Era una mala excusa, pero era una excusa de todos modos. Es lo único que tenía sentido para él; Cartwright y Cero deben haberse ido ocultos. Como jefe del Grupo de Operaciones Especiales, debería haber tenido conocimiento de un ataque en Davos, pero no había oído nada más allá del posible ataque a los Juegos Olímpicos de Invierno.
En algún lugar del bar deportivo con él había un miembro de Amón. Bolton no tenía idea de quién podría ser o si había más de uno, pero sabía que lo estaban vigilando, siguiéndolo y recogiendo su correspondencia mientras los dejaba. Interceptarían el posavasos y verían su nota. Y entonces… Bueno, no tenía ni idea de lo que podría pasar desde allí.
Pero sí sabía que había dejado su arma en el cajón de su escritorio cuando se fue a almorzar.
Su teléfono sonó, pero lo ignoró. En vez de eso, dejó caer un billete de veinte en la barra, se levantó de su taburete y se puso un abrigo. Se dirigió rápidamente hacia la puerta y cuando la abrió, vio movimiento en su periferia. No se dio la vuelta. Él lo sabía.
Alguien lo estaba siguiendo. Ellos ignoraron su mensaje, el posavasos, y lo siguieron hasta la luz del día. No se molestaron en tratar de ocultar el hecho de que lo estaban siguiendo.
Su garganta se secó. No se atreverían, se dijo a sí mismo.
Steve Bolton salió a la luz del día y el hombre de Amón lo siguió.
CAPÍTULO TREINTA Y SIETE
“¿Agente Steele? ¿Escuchaste lo que dije?”
Reid salió de sus pensamientos y miró al joven agente sentado junto a su cama. Ella era uno de los agentes de Cartwright, uno de los que había enviado en helicóptero para ayudar en Davos. No podía tener más de veinticinco años. Davos probablemente había sido su primera operación importante.
Ella también le había dicho su nombre dos veces y él aún no lo había retenido. No por falta de respeto. Sólo que tenía mucho peso sobre él.
“Um, lo siento. Estaba… distraído. ¿Puedes repetir eso?”
“Dije que la Agente Johansson está mejorando”, contestó el agente. “Recibió una transfusión de sangre y sus signos vitales están estables”.

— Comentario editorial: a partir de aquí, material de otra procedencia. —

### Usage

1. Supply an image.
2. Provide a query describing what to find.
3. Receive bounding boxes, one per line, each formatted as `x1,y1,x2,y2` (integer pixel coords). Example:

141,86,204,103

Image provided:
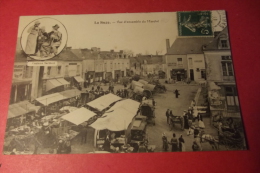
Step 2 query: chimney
166,39,170,52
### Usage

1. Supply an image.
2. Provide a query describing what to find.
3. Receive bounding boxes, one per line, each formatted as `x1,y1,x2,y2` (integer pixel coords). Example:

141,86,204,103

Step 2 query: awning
138,79,148,85
46,79,63,91
209,82,221,90
74,76,84,82
36,93,64,106
8,101,39,118
61,107,96,125
57,78,70,85
107,99,140,115
60,89,81,99
144,84,155,91
90,108,135,131
87,93,122,111
131,80,144,88
12,79,32,85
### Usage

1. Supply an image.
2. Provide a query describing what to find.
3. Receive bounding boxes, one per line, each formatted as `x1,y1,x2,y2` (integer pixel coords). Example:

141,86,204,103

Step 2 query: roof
135,55,163,64
87,93,122,111
61,107,96,125
203,27,228,51
51,47,82,61
166,37,214,55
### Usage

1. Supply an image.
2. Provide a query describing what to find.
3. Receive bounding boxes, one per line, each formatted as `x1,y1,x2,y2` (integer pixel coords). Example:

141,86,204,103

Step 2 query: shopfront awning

“Genial. ¿Cuándo puedo verla?”
“Pronto”, prometió el agente. “Ella aún no ha despertado”.
Reid asintió con la cabeza. Tras la explosión en el Foro Económico Mundial de Davos, Maria y él fueron llevados inmediatamente en helicóptero a un hospital de Zúrich, donde aterrizó en la UCI y fue ingresada en la admisión general. Tenía razón sobre su pierna — un menisco parcialmente roto. Serían al menos unas pocas semanas de moverse lentamente.
Pero no fue por eso que se perdió en sus pensamientos. No era por eso que no había podido dormir toda la noche, incluso con los analgésicos que le dieron. Era la otra noticia, el informe en el que había insistido en mantenerse al tanto, a pesar de estar en otra ciudad y lejos del lugar.
La única explosión en el resort alpino se cobró la vida de nueve personas e hirió a otras diecisiete. Entre los fallecidos se encontraban delegados de Brasil, Japón y México; un ejecutivo de una iniciativa de emisiones limpias; y tres miembros de los medios de comunicación.
Después de su partida apresurada y la de Maria, Baraf y la Interpol se hicieron cargo de la investigación, con la ayuda de los agentes enviados por Cartwright. Con el receptor del bombardero desactivado, el resto de los explosivos se localizaron rápidamente y se desarmaron completamente — veintitrés en total.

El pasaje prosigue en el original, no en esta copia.